Don't be afraid to take a short break on the side of the pool when you need it.
With its benefits as an aerobic and resistance exercise, there's no doubt that swimming is a powerhouse of a workout. When you're not able to make it through the workout without feeling a profound sense of fatigue, however, it could be a sign that you're not quite ready for the challenge. Swimming is a tough workout, and your fitness level may not match your ambition when it comes to time in the pool. Beyond your fitness level, your problem may stem from issues with hydration, nutrition or breathing.
Hydrate properly throughout the day, since dehydration can lead to muscle fatigue. The general rule is to drink half your body weight in ounces every day, but the American Council on Exercise (ACE) recommends that you drink 17 to 20 ounces in the two to three hours before your workout, another 8 ounces 30 minutes before and then 7 to 10 ounces every 20 minutes during your workout. Try keeping a water bottle at the end of the pool so you can get a drink when you want one.

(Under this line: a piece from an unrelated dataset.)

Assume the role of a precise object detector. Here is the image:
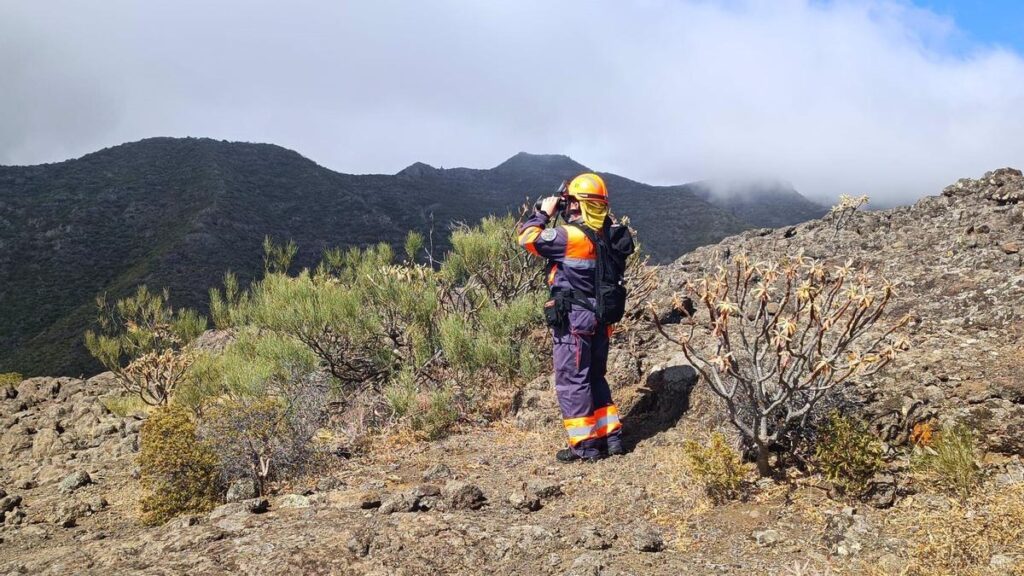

Fuel your body properly. A healthy, balanced diet that includes lean protein, fruits, vegetables and whole grains is your best bet, but if you're finding that you get fatigued during the middle of your swimming workout, you could be experiencing a drop in your glycogen stores, or the amount of carbohydrates used for endurance activities. Try eating a snack containing whole grains and a small amount of protein and fat just before your workout, such as a granola bar, a banana with almond butter or a few crackers and cheese. If you're swimming for more than 30 minutes, keep an energy gel packet on hand to consume when your energy is getting low.
Control Your Breath
Take more frequent breaths while in the water. Not taking enough breaths can lead to greater fatigue, suggests a study published on the Swimming Science website. Try maintaining a pace in which you take a breath every two strokes. If it's difficult for you to do, flip onto your back or use a kick board, so that you'll be able to keep swimming while having your head above water.
Practice Deep Breaths
Practice a deep breathing technique when you're out of the water, as recommended by the "Swimming World" website. Lie on the floor with your knees bent and your feet resting on the floor. Inhale deeply and then purse your lips and exhale as deeply as you can, imagining that you're blowing a feather away from your mouth as far as you can go. Then inhale as deeply as you can and repeat the exhalation. The maximum inhalation and exhalation trains your inspiratory, or "inhalation," muscles and expiratory, or "exhalation," muscles to do more, suggests "Swimming World."
Ongoing Tiredness? See Your Doctor
If you're constantly tired throughout the day, it could be a sign that you're overtraining. Other signs include irritability, decreased appetite, insomnia and frequent illnesses. If you think this is the case for you, take a week or two off from your exercise routine and work on getting more sleep each night.